What exactly is a Data Warehouse?
A data warehouse (DW) is a collection of corporate information and data derived from operational systems and external data sources. A data warehouse is designed to support business decisions by allowing data consolidation, analysis and reporting at different aggregate levels. Data is populated into the DW through the processes of extraction, transformation and loading.
Business Intelligence requires analysis of business data like sales, cost, total revenue etc through reporting, predictive analytics, datamining, benchmarking, and online analytical processing (OLAP). While up until recently, Business Intelligence coupled with Data Warehouses to give the desired results, the new line of thought advocates the use of Data Lakes instead, either exclusively, or in combination with Data Warehouses. The reason being that the speed of business has evolved over the years and now demands a level of agility that can’t be delivered by working only with Data Warehouses.
To summarize, a Data Lake is unorganized data as compared to the structured data in a Data Warehouse that has been achieved through extraction, transformation, and loading. Resultantly, building a Data Warehouse takes time and money. Also, there is no guarantee that the data that seemed relevant at the time of commissioning a Data Warehouse, would still be relevant by the time the warehouse is built. Here’s a helpful table by Tamara Dull at KDnuggets that summarizes the differences between Data Lake and Data Warehouse.
In other words, Data Lakes provide an agile and inexpensive environment to store and analyze data at will. While the lack of structure might prove challenging to business owners who want conclusions fast, it may prove effective for Data Scientists seeking better and more targeted analysis of an organization’s data.
Benefits of a Data Lake:
- Provides a low-cost BI environment. This allows the identification of additional BI queries. Ask as many questions as you want!
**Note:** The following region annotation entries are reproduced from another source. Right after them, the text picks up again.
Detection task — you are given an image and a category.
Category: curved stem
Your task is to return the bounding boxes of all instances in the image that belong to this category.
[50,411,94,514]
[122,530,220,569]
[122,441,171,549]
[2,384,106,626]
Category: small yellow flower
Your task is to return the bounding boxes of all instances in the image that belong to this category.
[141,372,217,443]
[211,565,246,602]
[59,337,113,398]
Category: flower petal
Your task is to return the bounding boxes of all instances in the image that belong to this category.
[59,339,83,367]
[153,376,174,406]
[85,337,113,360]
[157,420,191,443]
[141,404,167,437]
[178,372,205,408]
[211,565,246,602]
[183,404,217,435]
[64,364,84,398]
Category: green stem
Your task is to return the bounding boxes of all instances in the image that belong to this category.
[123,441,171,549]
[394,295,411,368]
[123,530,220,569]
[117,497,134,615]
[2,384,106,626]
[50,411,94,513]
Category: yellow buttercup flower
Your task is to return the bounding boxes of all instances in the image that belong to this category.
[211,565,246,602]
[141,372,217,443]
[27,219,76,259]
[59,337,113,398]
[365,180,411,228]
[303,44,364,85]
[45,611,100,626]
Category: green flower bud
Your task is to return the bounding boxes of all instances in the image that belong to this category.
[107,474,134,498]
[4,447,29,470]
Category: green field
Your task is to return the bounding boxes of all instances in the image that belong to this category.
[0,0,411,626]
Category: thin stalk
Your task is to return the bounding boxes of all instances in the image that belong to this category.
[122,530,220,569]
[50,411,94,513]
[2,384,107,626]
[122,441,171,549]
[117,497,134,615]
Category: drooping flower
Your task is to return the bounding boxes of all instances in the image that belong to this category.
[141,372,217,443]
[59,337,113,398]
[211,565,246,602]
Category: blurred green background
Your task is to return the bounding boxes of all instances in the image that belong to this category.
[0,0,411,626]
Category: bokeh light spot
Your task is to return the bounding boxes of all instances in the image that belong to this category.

- Pre-empts the inherent risk of large builds that do not cater to the actual business requirements. After all, business is always in a dynamic state. What seemed relevant six months ago may no longer be relevant by the time a DW is ready.
- Provides scope for validation of requirement and updating of plan as per evolving requirements. You can check and recheck requirements as frequently and as long as you like. Likewise, you can change your plans as per your business’ altered requirements.
- Enables quick and frequent testing and analysis with evolving business conditions. Multiply the accuracy of your data analysis and keep it relevant.
- Design-analysis-build cycles take just 1-2 weeks instead of the 6-12 months required by traditional Data Warehousing techniques. Be decisive with timely insights.
- Less expensive to deploy and maintain since there is minimal requirement for ETL programs, data modeling, and integration. Cut costs dramatically while increasing your efficacy.